Bayliss sees plenty of Morgan’s early methods as England’s white-ball captain in the start made by Stokes as the Test equivalent, not least the all-rounder’s own approach with the bat. Like Morgan back in the day, Stokes is seemingly playing with little regard for his numbers in an attempt to open minds and expand the limits of possibility.
“We’d be three or four down and Morgs would still go out there and take the game by the throat,” says Bayliss. “Even if it didn’t work all the time, it gave others the confidence to play that way and push the ceiling.
“It might not happen overnight for the Test team, especially given the variables of the format. But Stokes is a little more positive thinking than the last couple of captains, which might bring it on a bit quicker. Time will tell.”
Morgan’s decision to bow out of international cricket and hand the white-ball reins to Jos Buttler surprised Bayliss, not least with a T20 World Cup later this year. “But at the same time it really shows you the type of bloke he is,” he adds. “Morgs would never hang around too long for his own benefit – the team comes first.
“He’s leaving a legacy that will be the basis of how the game is played for the next number of years too. Jos has played enough to see what’s been successful and the core of players remains in place. Every captain brings something different but I can’t see a huge departure from what’s gone before.”
It began in 2015 when Morgan was retained after a World Cup debacle that was scarcely of his making and paired with an outsider in Bayliss. “We knew each other previously from Kolkata Knight Riders and before I arrived in England we had discussions about the plan and names like Jason Roy came up. Morgs knew exactly how he wanted the team to play and he knew my background, so it was an easy fit.
“Morgs always took people’s advice – he was open-minded and you could give him options. He would never make a rash decision. He was very calculated and considered. But when he did settle on a player or a tactic, he was 100% all in, no looking back. And he is very good at managing players.
“Adil Rashid, for example. He used him as a wicket-taker in the middle overs and even at the back end of an innings, giving him the full backing that he might go for runs but that didn’t matter. All he wanted from him was wickets and they hit it off. That was such an important part of the team dynamic.”
Did Morgan ever raise his voice in the dressing room? “Never. Not once. You could see the wheels turning at times but I can’t remember him having terse words with anyone. Not only did the team become ruthless and test the ceiling of what was possible, they did it with smiles on their faces.

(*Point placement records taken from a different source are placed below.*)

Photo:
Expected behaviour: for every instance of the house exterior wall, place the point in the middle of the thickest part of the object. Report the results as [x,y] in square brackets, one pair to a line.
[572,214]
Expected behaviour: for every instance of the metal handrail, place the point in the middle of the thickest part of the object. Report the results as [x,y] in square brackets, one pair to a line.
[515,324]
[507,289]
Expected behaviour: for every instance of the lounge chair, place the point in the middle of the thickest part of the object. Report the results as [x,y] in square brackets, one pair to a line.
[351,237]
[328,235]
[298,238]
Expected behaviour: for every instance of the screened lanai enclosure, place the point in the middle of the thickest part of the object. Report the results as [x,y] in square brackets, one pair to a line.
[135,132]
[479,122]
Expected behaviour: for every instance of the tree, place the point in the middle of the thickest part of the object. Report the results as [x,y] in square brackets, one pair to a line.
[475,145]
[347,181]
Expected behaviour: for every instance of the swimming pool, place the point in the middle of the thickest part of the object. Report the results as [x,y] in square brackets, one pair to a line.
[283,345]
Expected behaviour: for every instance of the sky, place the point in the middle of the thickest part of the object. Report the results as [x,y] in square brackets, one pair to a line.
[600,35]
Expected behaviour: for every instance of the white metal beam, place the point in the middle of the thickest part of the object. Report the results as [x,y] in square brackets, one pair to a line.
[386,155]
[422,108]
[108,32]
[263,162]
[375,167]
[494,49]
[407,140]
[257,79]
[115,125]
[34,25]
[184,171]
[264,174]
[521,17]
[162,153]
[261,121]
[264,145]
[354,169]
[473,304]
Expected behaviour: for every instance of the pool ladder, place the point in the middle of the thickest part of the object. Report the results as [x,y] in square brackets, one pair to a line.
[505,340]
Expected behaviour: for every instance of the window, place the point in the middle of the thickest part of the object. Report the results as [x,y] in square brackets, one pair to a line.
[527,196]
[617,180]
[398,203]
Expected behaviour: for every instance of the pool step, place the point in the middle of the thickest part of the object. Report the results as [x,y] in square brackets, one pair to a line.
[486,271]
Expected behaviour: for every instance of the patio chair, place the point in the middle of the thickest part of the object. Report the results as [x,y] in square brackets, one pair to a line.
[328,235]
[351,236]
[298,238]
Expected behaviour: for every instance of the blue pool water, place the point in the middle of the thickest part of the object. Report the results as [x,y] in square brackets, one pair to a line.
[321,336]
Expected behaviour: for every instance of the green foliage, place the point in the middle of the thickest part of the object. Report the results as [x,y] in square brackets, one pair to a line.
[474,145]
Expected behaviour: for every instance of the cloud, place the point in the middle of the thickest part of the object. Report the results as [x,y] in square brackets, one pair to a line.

That’s 100% on Morgs. There was just genuine enjoyment of each other’s company and friendships for life.”
One man who may disagree is Alex Hales, central to the team’s early rise only to then be banished on the eve of the World Cup after failing a recreational drugs test. The opener has not won a cap since – Morgan always dousing talk of a return – and whether this now changes under Buttler remains to be seen. “Morgs does have that ruthless streak in him,” says Bayliss. “He had a meeting with the senior players when the news broke and then came to me and said: ‘This is what we think.’ I didn’t know it was happening until he came to me.”
Did Bayliss, as head coach, not feel undermined? “No, definitely not, mate – that’s what I wanted from them, to make their own decisions and take responsibility. An old coach of mine once said: ‘A good coach should do themselves out of a job – you coach players to make decisions.’ By that stage, I had confidence in him and the others.”
It is a captain-coach dynamic that will be rekindled this summer when Bayliss arrives to work at London Spirit in the Hundred and Morgan leads, a project the pair have been working on via zoom in recent weeks. “Nothing has really changed,” replies Bayliss, delivering a typically deadpan final appraisal. “He’s top notch.”